As may be apparent from past postings here, I'm a long time comics fan. Over the years, the only thing that has changed in that regard is that I outgrew the superhero genre some time ago, though I can still occasionally get a bit of a nostalgic kick from seeing some old favorite either in print or in a movie (
Iron Man, for example). My tastes run more to the realistic, autobiographical graphic novels that have become fairly prevalent, and in the case of the more fantasy oriented subjects, I find myself more inclined to enjoy reading
about them, as opposed to reading the comics themselves. Along those lines, in recent years there have been some really fine historical/analytical books published (e.g.
Men of Tomorrow by Gerard Jones and
Comic Book Nation by Bradford Wright), as well as Roy Thomas' great magazine
Alter-Ego and the long running
Comics Journal, all of which treat the comics with scholarly, if not academic, respect and erudition. This tendency to take the form seriously, especially with respect to superheroes, would have been almost unimaginable (for a number of reasons) when I started collecting the things almost forty years ago. One of the other notable changes is that the comics themselves have become, at least on occasion, more self-conscious and self-critical in their own right, starting at least by the time of Alan Moore's and Dave Gibbon's
Watchmen and Frank Miller's
Dark Knight (though the movies made from each, I would argue, fell short of matching the original print versions in meeting their standard of scrutiny of the genre).

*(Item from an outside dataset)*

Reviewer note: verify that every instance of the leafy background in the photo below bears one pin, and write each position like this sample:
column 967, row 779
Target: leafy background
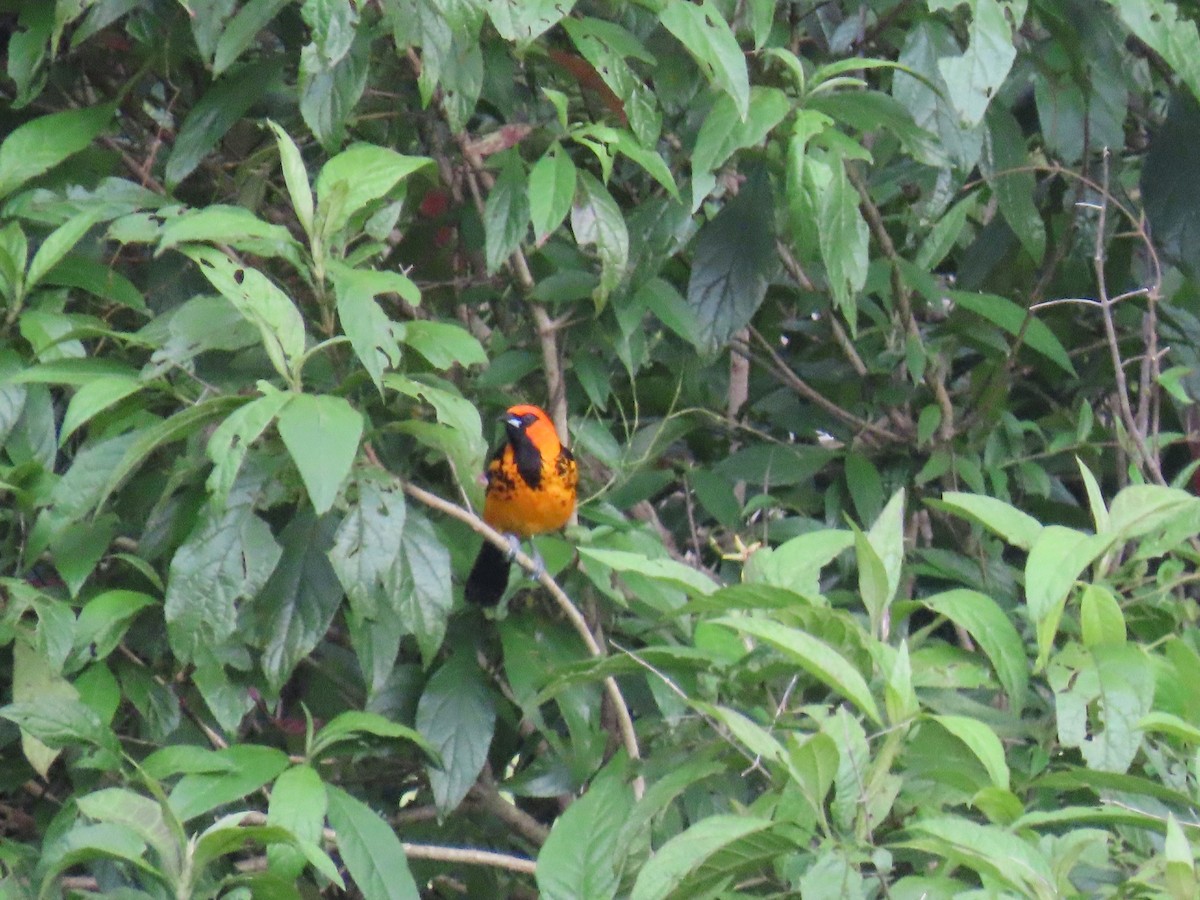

The new movie
Kick-Ass, directed by Matthew Vaughn is kind of in this same vein-- very "meta" in its approach to the whole notion of super-heroics, and rather interesting in the questions it poses about how young people especially relate to the form as they work out their own concepts of good and evil in the world. In that regard, the film makes for a great conversation starter, though in the end, I think it fails to really follow through with a fair examination of the issues it raises. Instead, it falls back onto the sort of "Bam!" "Pow!" "Zap!" histrionics that always marked the climax of old Batman TV episodes (which was self-conscious about itself in a way much different from something like
Watchmen, which is to say it played up the parody angle). In the end, I found
Kick-Ass fairly entertaining, but more for its lapses into over-the-top "let's nail the bad guy" than for any intelligent commentary on the genre, That's unfortunate, because I think that, if some producer could see beyond raw market research of what sells, it would be possible to combine the two to create something truly classic.